Carola Grimminger

Carola Grimminger

Carola kenne ich über das Social Start-up, von dem sie auch im Interview erzählt. Ich freue mich sehr über ihr Engagement und ihre Spontanität: auf mein Anfragen hin sagte sie auch gleich zu eine Impuls-Session im November in München anzubieten! Mehr Infos dazu hier.

Erzähle uns kurz, wer Du (heute) bist.

Ich bin Carola Grimminger, Gründerin und Inhaberin von Fokus K, einem Beratungsunternehmen für digitales Marketing und Projekt Management.

Mit meiner 4-köpfigen Familie lebe ich im Süden von München – die Berge im Rücken. Mein Leben ist turbulent und doch fühlt es sich auf eine ungewöhnliche Art und Weise perfekt an.

Wer in Schubladen denkt, würde mich wahrscheinlich in die Kategorie „Working Mom“ einsortieren. Ich liebe nämlich meine Kinder und meinen Mann und meinen Beruf. Bitte nagelt mich jetzt nicht auf die Reihenfolge fest, denn mein Leben funktioniert nur dank einer flexiblen Handhabung. Ich lege allerdings äußersten Weg auf eine gewisse Ausgewogenheit, soweit das möglich ist.
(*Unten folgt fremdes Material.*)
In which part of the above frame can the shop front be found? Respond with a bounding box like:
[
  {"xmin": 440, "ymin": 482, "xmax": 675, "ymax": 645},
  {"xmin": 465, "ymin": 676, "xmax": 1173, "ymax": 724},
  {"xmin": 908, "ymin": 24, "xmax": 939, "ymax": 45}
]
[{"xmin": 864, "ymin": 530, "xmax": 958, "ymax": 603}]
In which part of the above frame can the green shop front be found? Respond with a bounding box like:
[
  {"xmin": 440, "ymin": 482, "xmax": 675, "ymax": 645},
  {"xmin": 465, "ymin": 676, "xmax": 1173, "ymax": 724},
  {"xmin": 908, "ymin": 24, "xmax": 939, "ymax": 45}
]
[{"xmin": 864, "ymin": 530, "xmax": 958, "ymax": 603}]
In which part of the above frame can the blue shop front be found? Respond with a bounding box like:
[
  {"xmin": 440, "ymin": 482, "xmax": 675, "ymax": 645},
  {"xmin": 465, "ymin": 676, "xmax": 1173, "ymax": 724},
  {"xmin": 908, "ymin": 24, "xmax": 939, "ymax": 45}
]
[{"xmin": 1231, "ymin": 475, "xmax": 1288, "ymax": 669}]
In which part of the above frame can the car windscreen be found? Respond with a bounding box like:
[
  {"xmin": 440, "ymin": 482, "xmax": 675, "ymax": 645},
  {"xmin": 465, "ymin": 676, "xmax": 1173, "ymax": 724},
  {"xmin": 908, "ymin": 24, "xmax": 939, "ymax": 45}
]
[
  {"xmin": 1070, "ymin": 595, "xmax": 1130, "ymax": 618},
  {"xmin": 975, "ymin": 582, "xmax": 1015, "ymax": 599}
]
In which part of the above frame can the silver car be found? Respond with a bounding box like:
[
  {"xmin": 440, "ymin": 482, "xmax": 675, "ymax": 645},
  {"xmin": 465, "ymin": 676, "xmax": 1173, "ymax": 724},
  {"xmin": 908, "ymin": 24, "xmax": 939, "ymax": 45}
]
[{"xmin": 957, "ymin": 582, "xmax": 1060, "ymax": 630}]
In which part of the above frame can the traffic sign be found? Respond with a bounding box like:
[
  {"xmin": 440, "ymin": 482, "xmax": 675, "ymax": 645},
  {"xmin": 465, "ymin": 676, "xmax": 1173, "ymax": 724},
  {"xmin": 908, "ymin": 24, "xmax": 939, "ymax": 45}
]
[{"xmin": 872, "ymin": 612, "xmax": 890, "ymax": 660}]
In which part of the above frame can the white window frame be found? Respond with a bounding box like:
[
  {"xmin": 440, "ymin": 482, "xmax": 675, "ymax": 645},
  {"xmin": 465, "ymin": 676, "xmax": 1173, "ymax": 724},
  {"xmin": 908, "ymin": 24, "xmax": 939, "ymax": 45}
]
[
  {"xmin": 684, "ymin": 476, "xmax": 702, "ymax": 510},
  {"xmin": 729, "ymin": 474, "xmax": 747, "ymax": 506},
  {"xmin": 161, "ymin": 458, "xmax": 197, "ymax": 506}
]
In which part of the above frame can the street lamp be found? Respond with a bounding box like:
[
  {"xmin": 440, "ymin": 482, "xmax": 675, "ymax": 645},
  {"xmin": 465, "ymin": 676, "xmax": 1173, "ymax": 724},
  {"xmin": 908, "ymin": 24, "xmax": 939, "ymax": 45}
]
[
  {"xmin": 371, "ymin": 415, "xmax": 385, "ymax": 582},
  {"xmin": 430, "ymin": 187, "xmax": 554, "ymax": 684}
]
Die Elternzeit war für Dich eine prägende Zeit. Erzähl mal davon, warum war das so?

Ich denke, dass die Elternzeit für alle Eltern eine besondere Zeit ist: Man ist raus aus dem Alltag, in einer neuen Situation, und muss sich erst wieder zurecht finden. Out-of-the-box bedeutet plötzlich nicht mehr gebrauchsfertig sondern über den eigenen Tellerrand hinausschauen.
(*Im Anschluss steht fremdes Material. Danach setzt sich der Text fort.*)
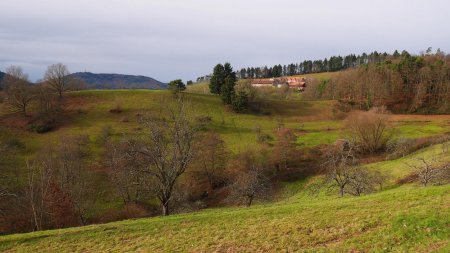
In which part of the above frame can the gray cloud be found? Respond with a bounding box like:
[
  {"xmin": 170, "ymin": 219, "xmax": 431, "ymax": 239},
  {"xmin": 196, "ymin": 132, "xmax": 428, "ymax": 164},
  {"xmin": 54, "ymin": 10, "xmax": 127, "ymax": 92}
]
[{"xmin": 0, "ymin": 0, "xmax": 450, "ymax": 81}]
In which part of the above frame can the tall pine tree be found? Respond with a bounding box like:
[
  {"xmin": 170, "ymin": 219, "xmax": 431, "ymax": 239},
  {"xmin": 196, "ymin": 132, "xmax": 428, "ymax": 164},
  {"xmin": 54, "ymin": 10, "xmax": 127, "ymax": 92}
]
[{"xmin": 209, "ymin": 64, "xmax": 225, "ymax": 94}]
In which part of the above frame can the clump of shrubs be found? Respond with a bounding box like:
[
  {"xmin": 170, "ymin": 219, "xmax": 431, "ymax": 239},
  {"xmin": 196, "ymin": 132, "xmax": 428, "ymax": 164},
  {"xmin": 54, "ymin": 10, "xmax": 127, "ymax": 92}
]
[{"xmin": 109, "ymin": 100, "xmax": 123, "ymax": 113}]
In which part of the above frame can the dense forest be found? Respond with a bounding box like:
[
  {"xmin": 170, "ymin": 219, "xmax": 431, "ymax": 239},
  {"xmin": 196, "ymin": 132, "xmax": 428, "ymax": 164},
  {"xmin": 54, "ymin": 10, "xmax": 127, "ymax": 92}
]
[
  {"xmin": 305, "ymin": 49, "xmax": 450, "ymax": 113},
  {"xmin": 237, "ymin": 50, "xmax": 402, "ymax": 79}
]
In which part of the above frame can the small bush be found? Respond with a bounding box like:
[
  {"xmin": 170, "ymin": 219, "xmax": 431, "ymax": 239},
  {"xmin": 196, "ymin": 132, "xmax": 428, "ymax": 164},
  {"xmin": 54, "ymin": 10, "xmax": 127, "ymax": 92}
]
[
  {"xmin": 109, "ymin": 100, "xmax": 123, "ymax": 113},
  {"xmin": 98, "ymin": 125, "xmax": 113, "ymax": 144},
  {"xmin": 195, "ymin": 115, "xmax": 212, "ymax": 130},
  {"xmin": 4, "ymin": 138, "xmax": 25, "ymax": 149},
  {"xmin": 28, "ymin": 122, "xmax": 54, "ymax": 134}
]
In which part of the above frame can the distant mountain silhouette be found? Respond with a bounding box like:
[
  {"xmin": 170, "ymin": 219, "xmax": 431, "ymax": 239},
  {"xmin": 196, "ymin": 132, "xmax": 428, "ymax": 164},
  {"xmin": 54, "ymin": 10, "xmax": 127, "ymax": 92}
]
[{"xmin": 71, "ymin": 72, "xmax": 167, "ymax": 90}]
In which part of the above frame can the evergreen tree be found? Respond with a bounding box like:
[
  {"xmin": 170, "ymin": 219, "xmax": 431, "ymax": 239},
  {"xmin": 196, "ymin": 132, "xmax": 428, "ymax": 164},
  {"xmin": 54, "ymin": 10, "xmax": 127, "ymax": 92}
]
[
  {"xmin": 220, "ymin": 76, "xmax": 236, "ymax": 104},
  {"xmin": 231, "ymin": 91, "xmax": 248, "ymax": 112},
  {"xmin": 169, "ymin": 79, "xmax": 186, "ymax": 93}
]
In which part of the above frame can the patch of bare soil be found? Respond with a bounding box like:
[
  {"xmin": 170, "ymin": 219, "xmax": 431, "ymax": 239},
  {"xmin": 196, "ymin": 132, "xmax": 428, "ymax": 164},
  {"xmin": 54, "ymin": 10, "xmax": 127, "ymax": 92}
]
[{"xmin": 0, "ymin": 113, "xmax": 33, "ymax": 129}]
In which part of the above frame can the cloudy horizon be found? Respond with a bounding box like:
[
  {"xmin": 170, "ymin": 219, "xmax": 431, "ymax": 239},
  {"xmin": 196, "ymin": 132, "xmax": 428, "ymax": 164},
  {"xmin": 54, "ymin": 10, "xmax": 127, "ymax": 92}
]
[{"xmin": 0, "ymin": 0, "xmax": 450, "ymax": 82}]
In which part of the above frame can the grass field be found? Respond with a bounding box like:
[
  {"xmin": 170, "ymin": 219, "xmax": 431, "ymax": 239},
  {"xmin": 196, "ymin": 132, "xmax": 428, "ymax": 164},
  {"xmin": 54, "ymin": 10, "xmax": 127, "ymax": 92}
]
[{"xmin": 0, "ymin": 185, "xmax": 450, "ymax": 252}]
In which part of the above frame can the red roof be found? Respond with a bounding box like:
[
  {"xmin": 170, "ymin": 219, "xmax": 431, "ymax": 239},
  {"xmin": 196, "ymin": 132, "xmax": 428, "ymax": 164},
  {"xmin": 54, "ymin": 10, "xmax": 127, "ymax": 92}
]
[{"xmin": 252, "ymin": 79, "xmax": 273, "ymax": 84}]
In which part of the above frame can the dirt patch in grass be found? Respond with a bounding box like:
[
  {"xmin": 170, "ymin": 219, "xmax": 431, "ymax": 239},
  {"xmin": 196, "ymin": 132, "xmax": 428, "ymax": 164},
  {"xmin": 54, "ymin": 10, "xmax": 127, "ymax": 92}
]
[{"xmin": 0, "ymin": 113, "xmax": 33, "ymax": 129}]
Da ich eher der umtriebige Typ bin, hat die Umsetzung meiner Ideen meist nicht lange auf sich warten lassen. So habe ich beispielsweise in der ersten Elternzeit bei meinem Arbeitgeber ein Stillzimmer sowie eine freie Arbeitszeiteinteilung für frühe Berufsrückkehrerinnen durchgesetzt. Bei meinem zweiten Kind habe ich dann das Social Start-up managerfragen.org e.V. mitgegründet.

Generell denke ich, dass sich jeder Mensch – egal ob mit oder ohne Kind(ern) – hin und wieder eine Auszeit nehmen sollte, um seinen eigenen inneren Kompass neu auszurichten.
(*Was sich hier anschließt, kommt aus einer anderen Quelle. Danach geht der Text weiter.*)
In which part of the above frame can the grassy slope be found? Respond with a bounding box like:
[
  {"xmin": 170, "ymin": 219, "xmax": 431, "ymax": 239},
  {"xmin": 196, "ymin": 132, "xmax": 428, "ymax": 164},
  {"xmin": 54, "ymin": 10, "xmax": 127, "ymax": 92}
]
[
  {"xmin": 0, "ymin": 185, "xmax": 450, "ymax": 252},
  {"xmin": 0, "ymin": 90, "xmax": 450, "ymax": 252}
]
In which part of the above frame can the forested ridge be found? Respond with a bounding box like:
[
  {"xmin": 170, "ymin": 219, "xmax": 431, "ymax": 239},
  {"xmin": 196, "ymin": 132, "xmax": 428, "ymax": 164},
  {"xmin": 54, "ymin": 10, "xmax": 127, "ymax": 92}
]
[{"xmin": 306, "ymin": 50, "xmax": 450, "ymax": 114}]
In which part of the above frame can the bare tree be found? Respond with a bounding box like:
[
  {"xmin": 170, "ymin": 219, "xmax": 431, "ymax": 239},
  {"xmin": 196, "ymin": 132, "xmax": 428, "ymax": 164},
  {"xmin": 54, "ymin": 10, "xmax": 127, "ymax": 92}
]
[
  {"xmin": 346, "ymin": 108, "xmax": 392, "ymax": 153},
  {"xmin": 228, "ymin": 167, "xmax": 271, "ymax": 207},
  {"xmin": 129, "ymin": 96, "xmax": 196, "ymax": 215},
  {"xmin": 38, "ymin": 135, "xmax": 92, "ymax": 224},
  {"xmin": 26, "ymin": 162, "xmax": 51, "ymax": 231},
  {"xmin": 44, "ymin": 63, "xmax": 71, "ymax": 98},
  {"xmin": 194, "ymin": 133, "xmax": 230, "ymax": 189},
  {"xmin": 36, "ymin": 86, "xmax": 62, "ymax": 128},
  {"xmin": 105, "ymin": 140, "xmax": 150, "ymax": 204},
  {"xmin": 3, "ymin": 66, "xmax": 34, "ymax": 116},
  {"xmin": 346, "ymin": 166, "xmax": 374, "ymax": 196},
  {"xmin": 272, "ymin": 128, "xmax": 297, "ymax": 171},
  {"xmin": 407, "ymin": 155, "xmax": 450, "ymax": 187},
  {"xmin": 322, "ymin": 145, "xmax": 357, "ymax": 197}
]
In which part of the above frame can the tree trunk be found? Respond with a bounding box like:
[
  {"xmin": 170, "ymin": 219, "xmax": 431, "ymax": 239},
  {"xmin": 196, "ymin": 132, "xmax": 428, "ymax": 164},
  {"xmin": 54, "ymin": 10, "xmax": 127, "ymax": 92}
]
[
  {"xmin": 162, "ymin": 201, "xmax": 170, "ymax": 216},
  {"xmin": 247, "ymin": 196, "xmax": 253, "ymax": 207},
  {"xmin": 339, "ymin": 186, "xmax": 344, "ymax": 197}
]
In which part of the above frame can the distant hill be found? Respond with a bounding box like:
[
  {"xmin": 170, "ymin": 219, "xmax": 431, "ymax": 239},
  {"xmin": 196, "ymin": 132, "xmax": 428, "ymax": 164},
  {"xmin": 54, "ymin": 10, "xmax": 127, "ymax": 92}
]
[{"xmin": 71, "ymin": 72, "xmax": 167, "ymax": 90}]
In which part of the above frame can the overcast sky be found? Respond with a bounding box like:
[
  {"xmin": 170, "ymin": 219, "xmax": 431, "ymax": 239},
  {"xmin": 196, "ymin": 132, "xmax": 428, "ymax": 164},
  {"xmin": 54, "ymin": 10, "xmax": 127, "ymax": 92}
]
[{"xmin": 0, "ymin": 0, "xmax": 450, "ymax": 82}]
Hattest Du ein Impulserlebnis? Was hat Dich dazu geführt, das zu tun, was Du in der Elternzeit und danach getan hast?

Ein Impulserlebnis hatte ich nicht. Aber ich habe eine Schwester. Sie hat mir vorgelebt hat, dass die Elternschaft nicht automatisch die Familie auseinander reißen muss: in einen berufstätigen und einen häuslichen Part. Durch sie habe ich erfahren, dass es für die ganze Familie bereichernd ist, wenn die Rollen durchlässig und bedarfsorientiert verteilt sind.

Was möchtest Du Müttern und Vätern mitgeben?

Eltern möchte ich ermutigen, sich nicht von Klischees aufhalten zu lassen, wie man sich als Vater oder Mutter zu verhalten hat. Viel wichtiger ist es, sich selbst mit der eigenen Familie in Balance zu befinden. Das ist im Alltag nicht immer ganz leicht, aber im Hinblick auf das große Ganze zählt der „Groove“.

Außerdem wünsche ich alle Eltern den Mut, ihre Ideen und Träume umzusetzen. Nach meiner Elternzeit habe ich Fokus K gegründet, um B2B Unternehmen zu Marketing-Themen wie digitale Positionierung, Customer Relations und Kommunikationsmix zu beraten. Ohne die Elternzeit als „Reife-Phase“ und ohne den Rückhalt meiner Familie hätte ich diesen Schritt wohl nie gewagt.